Газеты тоже были абсолютно немы относительно перемещения войск по стране, как и сводки по радио и официальные бюллетени, вывешенные примэриями и префектурами. По мнению тогдашнего правительства, народ не должен был ничего знать об этих секретах, предназначенных только для великих мира сего.
И все-таки народ знал. Раньше и точнее других узнавали все рекруты, когда приходила их очередь отправляться на бойню. В поле, проходя боевую подготовку, на учебной стрельбе или в казарме, на занятиях по теории офицеры говорили только о противнике и еще раз о противнике, развернувшемся на безграничных пространствах среди лесов и болот. С некоторого времени упоминались скалистые горы, например, такие, как на Кавказе. Слово «Одесса», неизвестное ранее целым поколениям крестьянских тружеников, покоящимся на кладбищах, теперь часто мелькало в обычных разговорах.
Впрочем, два раза в день германские военные сводки опровергали двусмысленное молчание тогдашних правителей Румынии. Война становилась все более жестокой и требовала увеличения войск, то есть увеличения жертв. Высылка евреев и цыган за Днестр дала повод для политических комментариев даже тем, кого систематически держали вдали от подобных занятий. Бесконечные железнодорожные составы с военной добычей немцев, а также «трофеи» румынского командования, состоявшие из того, что проскальзывало у немцев между пальцами, указывали, что там, далеко на востоке, происходят события, неслыханные прежде, сколько в мире ни было войн. Неофициальная, но правдивая военная сводка составлялась ранеными, побывавшими под огнем, и самыми различными курьерами — то от дивизий, то персонально от офицеров. Официально узаконенный грабеж, массовое уничтожение мирных сел и ни в чем не повинного населения, сотни разрушенных и сожженных городов — все говорило о том, что мир постигло бедствие пострашнее, чем были когда-то нашествие Атиллы и Чингисхана с их ордами.
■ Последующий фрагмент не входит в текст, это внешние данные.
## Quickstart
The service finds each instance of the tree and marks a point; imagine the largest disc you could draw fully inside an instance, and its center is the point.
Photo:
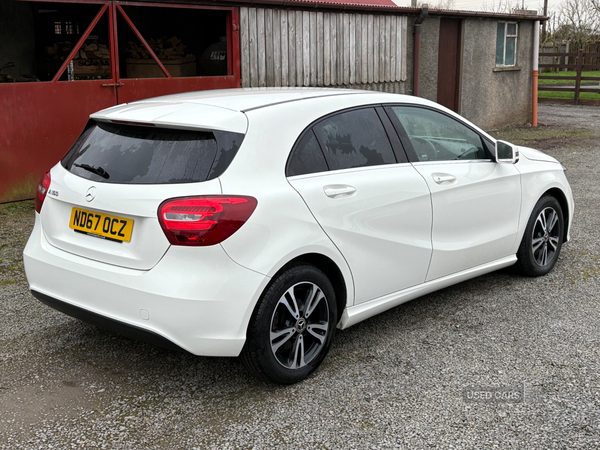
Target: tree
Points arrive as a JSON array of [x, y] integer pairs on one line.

Командующие немецкими войсками похвалялись «научной» войной, поставив на службу смерти и разрушения все достижения науки. Еще сотню лет тому назад существовал закон войны, который был, если можно так сказать, человечным, — он запрещал солдатам под страхом смерти грабить и убивать невооруженное население на территории противника. Теперь это запрещение было отменено немцами, и командиры приказывали войскам воевать безо всякого намека на человечность, еще более жестоко, чем дикие орды в старину, — так что люди теперь научились — каждый это скажет — особенно ценить ласку и милосердие.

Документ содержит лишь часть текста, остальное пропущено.